As I enter my past home of 18 years, I notice, there are many rooms and hallways.
Winding around a few corners, I stop in what appears to be the center of this elongated home in a narrow room with hardwood floors with white ship lap walls.
The picture-less walls are painted in Navajo White. The room’s contents contain one azure blue two-seater fabric sofa along the right side of the room with a rectangular window above it. There are no curtains. The window frame is thin, black metal.
Just beyond the position of the sofa, is a four-legged antique kitchen table, circa 1960 with a clay red top and a single seam in the middle.
The ceiling, white bead board. There are no rugs on the floor, nothing on the table or sofa. There’s a view from the narrow window of the treetops only and the house is silent.
A friend of mine now lives here. I’m quite surprised at how she has each room designated for a particular purpose. A living room. A writing room. A kitchen. A bedroom, bathroom. I’m asking myself what is this room? It finally dawns on me, this is the waiting room.
This dream of the Waiting Room represents to me a time of introspection, a time to be still, a time to evaluate purpose and direction of life. Is a call to slow down and pause. A time of transition.
©Anita Adams 12/2017
I’ve been working on crafting a Dream I had last year sometime, and although it is not finished the essence of it is this:
My Last Day on Earth – A Dream
In the dream, it is my last day on earth. Friends and family are somehow gathered to a potluck to wish me farewell. It’s evening, and I’m waiting with the hostess at a house, circa 1950’s on top of a Town Mountain. As I wait in the house, I am pacing in a dimly lit dining room, walking and gazing out a bank of three windows. Everything in the house is either white, gray or brown. Pine wooden floors, white shiplap walls, brown antique wooden door. There’s a sense in me and others of peace and a knowingness that all is well. Being a woman of faith, I understand death is inevitable.
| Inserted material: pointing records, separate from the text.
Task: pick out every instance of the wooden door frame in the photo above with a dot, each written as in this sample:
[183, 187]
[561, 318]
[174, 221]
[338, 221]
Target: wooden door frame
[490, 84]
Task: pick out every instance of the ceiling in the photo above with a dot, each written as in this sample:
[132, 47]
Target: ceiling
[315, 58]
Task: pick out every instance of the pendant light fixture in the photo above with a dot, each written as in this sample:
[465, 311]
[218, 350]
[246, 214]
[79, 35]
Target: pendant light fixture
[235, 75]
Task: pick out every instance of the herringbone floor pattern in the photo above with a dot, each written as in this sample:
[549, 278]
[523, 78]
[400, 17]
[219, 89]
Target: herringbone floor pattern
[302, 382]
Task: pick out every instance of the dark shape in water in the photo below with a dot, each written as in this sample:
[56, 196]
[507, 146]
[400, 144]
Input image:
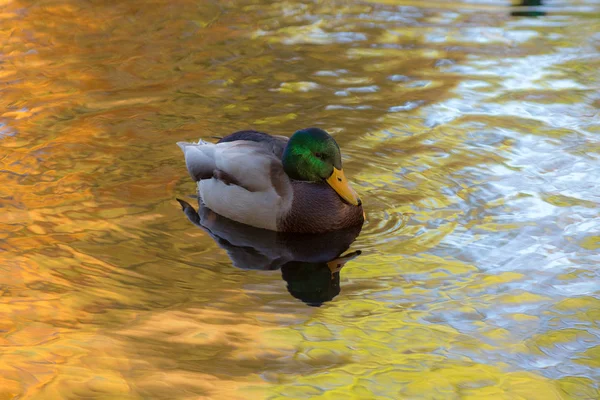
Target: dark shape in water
[528, 12]
[310, 264]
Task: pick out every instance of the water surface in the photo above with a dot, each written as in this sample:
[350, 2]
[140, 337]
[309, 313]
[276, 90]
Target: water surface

As friends and family gather bringing casseroles, beverages, vegetable plates, salads and desserts, they enter through the brown wooden door and place their dishes on a long white wooden dining table. We look at each other and smile in silent reverence, as I continue to walk gently in front of the windows, and it dawns on me that this will also be the last sunset I will see here on earth.
Two of my daughter’s childhood friends come in with a magenta card and hand it to me. As I read the card, filled with reflections of what I’ve meant to them in their life, I notice it also contains $98. The $98 puzzles me and still is a questionable piece of this dream. Just as I finish reading the card, hugging and loving on them, I notice the light in the room begins to change to a glow.
An urgency rises in me to get to the bank of three windows to view my last sunset. This is how it appeared to me in the dream (I took this photo in 2011):
Feeling grateful to see these rainbow hues of my last sunset on earth, another question arises in me before the sun sets. It is this: “How do I wish to live or leave this day?”